A Week In

I was actually up at 12:04 AM today feeding Critter.  Just a few minutes before, I had looked at his hands and thought A week ago, those hands did not exist.  In the final weeks of my pregnancy, every day, I would wake up and ask Critter if that day was a good day for a birthday (obviously his answer was no).  I also wondered how we would ultimately finish the sentence, On the day you were born.  For example, on the day that Billy was born, Mom made blueberry muffins.  For Critter, it is much simpler than that.  On the day he was born, we only had to live for four minutes without him.  There was no time to do anything else, because on January 30, he was always there.

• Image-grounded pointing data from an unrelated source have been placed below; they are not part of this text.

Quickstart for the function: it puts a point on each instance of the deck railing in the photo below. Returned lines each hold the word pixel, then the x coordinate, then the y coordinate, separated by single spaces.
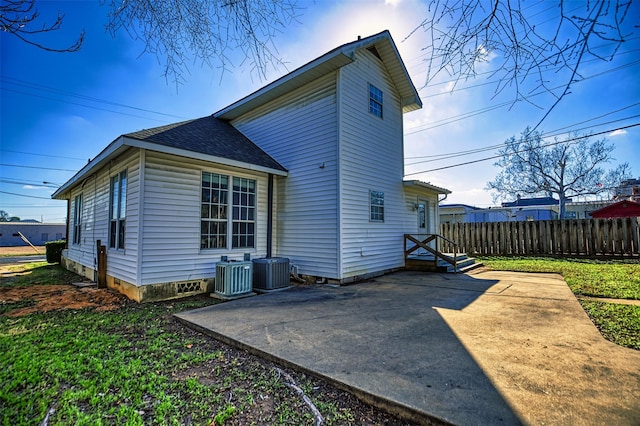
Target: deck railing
pixel 415 242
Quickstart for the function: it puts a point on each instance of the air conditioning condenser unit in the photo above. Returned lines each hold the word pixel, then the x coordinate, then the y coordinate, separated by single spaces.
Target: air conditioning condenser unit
pixel 233 278
pixel 271 273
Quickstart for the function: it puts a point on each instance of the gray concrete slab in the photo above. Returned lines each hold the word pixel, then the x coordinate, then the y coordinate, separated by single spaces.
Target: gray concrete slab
pixel 489 348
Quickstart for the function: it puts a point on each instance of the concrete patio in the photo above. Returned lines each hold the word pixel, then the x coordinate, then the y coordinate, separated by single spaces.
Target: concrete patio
pixel 488 348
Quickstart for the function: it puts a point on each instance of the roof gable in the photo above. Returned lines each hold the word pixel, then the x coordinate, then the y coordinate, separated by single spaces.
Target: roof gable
pixel 383 46
pixel 205 138
pixel 211 137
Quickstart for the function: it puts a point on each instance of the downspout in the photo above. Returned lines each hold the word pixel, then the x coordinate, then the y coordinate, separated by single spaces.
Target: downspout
pixel 66 236
pixel 270 216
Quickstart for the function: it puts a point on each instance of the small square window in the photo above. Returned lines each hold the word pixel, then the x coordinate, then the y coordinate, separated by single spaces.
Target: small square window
pixel 376 206
pixel 375 101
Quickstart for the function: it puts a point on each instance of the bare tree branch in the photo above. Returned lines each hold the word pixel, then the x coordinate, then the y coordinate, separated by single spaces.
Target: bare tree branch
pixel 205 31
pixel 565 168
pixel 20 17
pixel 466 34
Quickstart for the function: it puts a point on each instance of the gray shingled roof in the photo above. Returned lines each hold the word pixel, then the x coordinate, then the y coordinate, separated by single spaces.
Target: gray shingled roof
pixel 210 136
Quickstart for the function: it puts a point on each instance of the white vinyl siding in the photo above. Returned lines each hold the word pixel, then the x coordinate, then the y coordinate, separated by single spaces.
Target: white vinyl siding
pixel 77 219
pixel 172 210
pixel 95 219
pixel 299 130
pixel 372 159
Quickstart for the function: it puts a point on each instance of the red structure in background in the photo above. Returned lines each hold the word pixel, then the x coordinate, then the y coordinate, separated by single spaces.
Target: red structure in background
pixel 624 208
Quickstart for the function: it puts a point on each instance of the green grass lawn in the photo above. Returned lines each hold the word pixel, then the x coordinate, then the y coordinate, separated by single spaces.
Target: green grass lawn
pixel 614 279
pixel 137 365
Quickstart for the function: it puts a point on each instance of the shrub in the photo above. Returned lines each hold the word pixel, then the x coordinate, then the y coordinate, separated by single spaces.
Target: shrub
pixel 54 250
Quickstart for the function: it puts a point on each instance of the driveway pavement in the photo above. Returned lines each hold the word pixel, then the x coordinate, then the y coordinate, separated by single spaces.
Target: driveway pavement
pixel 483 349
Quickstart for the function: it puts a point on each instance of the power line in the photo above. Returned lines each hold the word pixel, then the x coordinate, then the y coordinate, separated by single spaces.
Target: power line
pixel 551 133
pixel 17 182
pixel 500 156
pixel 43 155
pixel 22 195
pixel 83 105
pixel 459 117
pixel 41 87
pixel 37 167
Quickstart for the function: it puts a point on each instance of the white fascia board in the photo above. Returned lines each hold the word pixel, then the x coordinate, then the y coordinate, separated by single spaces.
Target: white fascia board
pixel 109 152
pixel 425 185
pixel 136 143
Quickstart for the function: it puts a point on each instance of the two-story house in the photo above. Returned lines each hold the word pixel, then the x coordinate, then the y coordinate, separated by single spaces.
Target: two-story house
pixel 309 167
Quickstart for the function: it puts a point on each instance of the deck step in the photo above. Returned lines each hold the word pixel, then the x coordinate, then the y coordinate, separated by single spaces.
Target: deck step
pixel 425 262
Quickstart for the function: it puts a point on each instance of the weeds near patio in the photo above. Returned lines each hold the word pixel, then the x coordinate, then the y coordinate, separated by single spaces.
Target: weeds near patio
pixel 137 365
pixel 617 279
pixel 618 323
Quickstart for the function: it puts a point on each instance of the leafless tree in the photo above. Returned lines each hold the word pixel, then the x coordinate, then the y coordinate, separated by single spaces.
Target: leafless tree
pixel 530 52
pixel 567 168
pixel 22 19
pixel 206 31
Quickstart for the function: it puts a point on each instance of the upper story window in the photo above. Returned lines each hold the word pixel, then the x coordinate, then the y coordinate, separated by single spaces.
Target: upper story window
pixel 118 210
pixel 376 206
pixel 77 219
pixel 218 198
pixel 375 101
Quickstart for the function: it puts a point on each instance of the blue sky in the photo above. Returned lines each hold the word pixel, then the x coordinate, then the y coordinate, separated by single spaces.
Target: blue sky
pixel 60 109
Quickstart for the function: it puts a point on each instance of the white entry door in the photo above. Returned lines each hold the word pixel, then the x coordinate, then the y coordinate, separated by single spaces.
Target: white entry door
pixel 423 217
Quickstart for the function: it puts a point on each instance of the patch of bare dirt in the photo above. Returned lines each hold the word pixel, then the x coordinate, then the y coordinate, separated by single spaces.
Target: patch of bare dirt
pixel 55 297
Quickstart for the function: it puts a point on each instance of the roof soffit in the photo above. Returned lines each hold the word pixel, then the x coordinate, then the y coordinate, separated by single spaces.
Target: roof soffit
pixel 325 64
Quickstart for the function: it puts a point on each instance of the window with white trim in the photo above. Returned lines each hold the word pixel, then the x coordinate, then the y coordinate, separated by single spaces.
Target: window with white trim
pixel 215 227
pixel 376 206
pixel 118 210
pixel 77 219
pixel 375 101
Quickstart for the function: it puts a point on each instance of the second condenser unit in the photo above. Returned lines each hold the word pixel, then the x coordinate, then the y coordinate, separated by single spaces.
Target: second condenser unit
pixel 271 273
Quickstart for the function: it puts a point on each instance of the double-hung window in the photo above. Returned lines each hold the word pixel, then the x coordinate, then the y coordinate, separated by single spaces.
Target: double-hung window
pixel 118 210
pixel 77 219
pixel 221 194
pixel 376 206
pixel 375 101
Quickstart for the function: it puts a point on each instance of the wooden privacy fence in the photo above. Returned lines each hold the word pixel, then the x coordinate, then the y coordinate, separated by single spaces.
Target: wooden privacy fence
pixel 577 237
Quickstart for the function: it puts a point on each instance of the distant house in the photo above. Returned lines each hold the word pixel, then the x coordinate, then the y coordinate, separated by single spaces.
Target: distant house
pixel 522 209
pixel 628 190
pixel 35 232
pixel 309 167
pixel 624 208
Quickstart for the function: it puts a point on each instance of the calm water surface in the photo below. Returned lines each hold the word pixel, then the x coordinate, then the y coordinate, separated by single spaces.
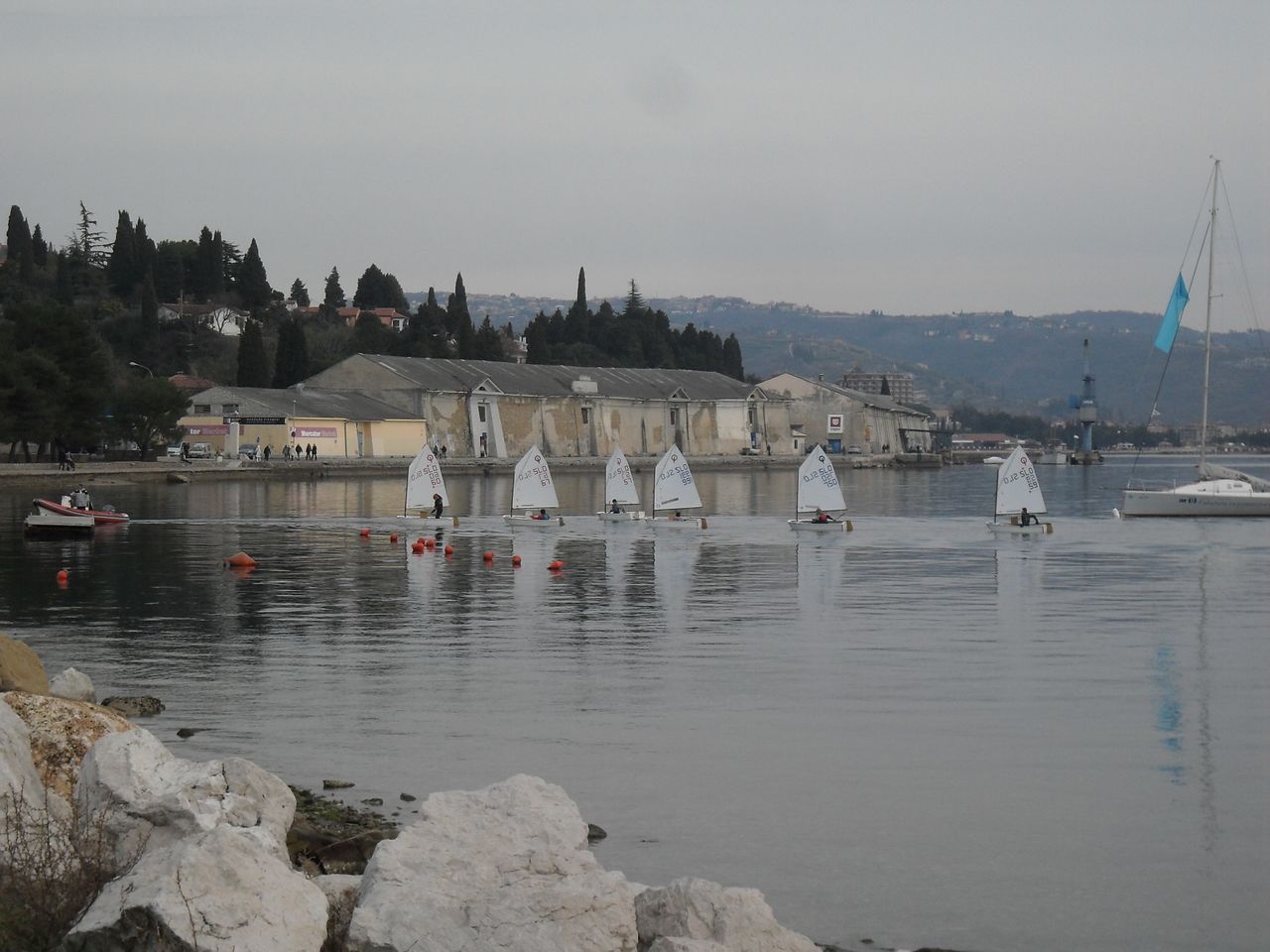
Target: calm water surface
pixel 916 733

And with that I am going to ugly cry some happy tears because I have been thinking about that all week and we have a son now and life is beautiful.

Time for some updates!

  • According to my home scale, I have lost 20 pounds and even though I still have a good chunk to go (I am deeply unconcerned about this) and my body has yet to resemble any other body I have ever had, I FEEL LIKE A GAZELLE YOU GUYS.  By the end of January I knew that I was not exactly a fast mover, and to varying degrees you could say that I was aware of how slow things had gotten in terms of what I could/could not do.  But, still!  Now I am just a girl on the go!  Bending over!  Rolling over!  Walking!  Being alive!  So nimble!
  • Every single emotion I feel is either accompanied with laughter OR tears and ALWAYS sweating.  Also, why is there so much sweating? Hormones are insane, y’all.
    • Remember how I was warm for the entirety of the pregnancy and Marcus was always freezing to death?  That beautiful ability to self-heat has vanished just as quickly as it arrived and now, I too, am freezing.  I did not know how good I had it until yesterday I pretty much felt like we lived in an igloo.  And then I promptly apologized to Marcus for very literally freezing him for the last three months.
  • Marcus will return to work next week.  I am equal parts excited for him to do this and terrified.  The good news is that next week is an “off” Friday for him, so my first week alone with Critter will really only be four days long.
  • I joined up with a new moms group that starts on Tuesday.  Stay tuned to see how that goes.
  • We were supposed to have our first pediatrician visit on Friday and then my CRV, for the first time in seven years of owning it, got a flat tire.  What are the odds.  Thank God for AAA and my mother-in-law coming to rescue Critter and I so that Marcus could deal with the rest of the debacle.  Thank God Marcus was with me so he could deal with AAA, the tire store, etc.
  • I had a sweet tension headache for four days this week that resulted in my own personal field trip to the doctor for a blood pressure check.  Ultimately I think we decided that for whatever reason, this is linked to my breastfeeding posture (but in my right shoulder only!).  My ibuprofen and heating pad game is strong right now, let me tell you.  In all seriousness, this is probably the most challenging part of motherhood so far because I would just like for this pain to go away.
  • Critter is sleeping in his crib in the nursery.  I resolved that we would attempt doing this while I was pregnant and so far it is fine.  We are using the baby monitor so if I hear that he is fussing, I simply roll out of bed and walk into the next room.  As y’all know, we live in a townhouse so his nursery shares a wall with our bedroom.  The kid is really never more than 10-15 feet away from us.
  • Today is Critter’s bris.  We will welcome him into the covenant and the Jewish community and finally after eight days we will announce his name to the world.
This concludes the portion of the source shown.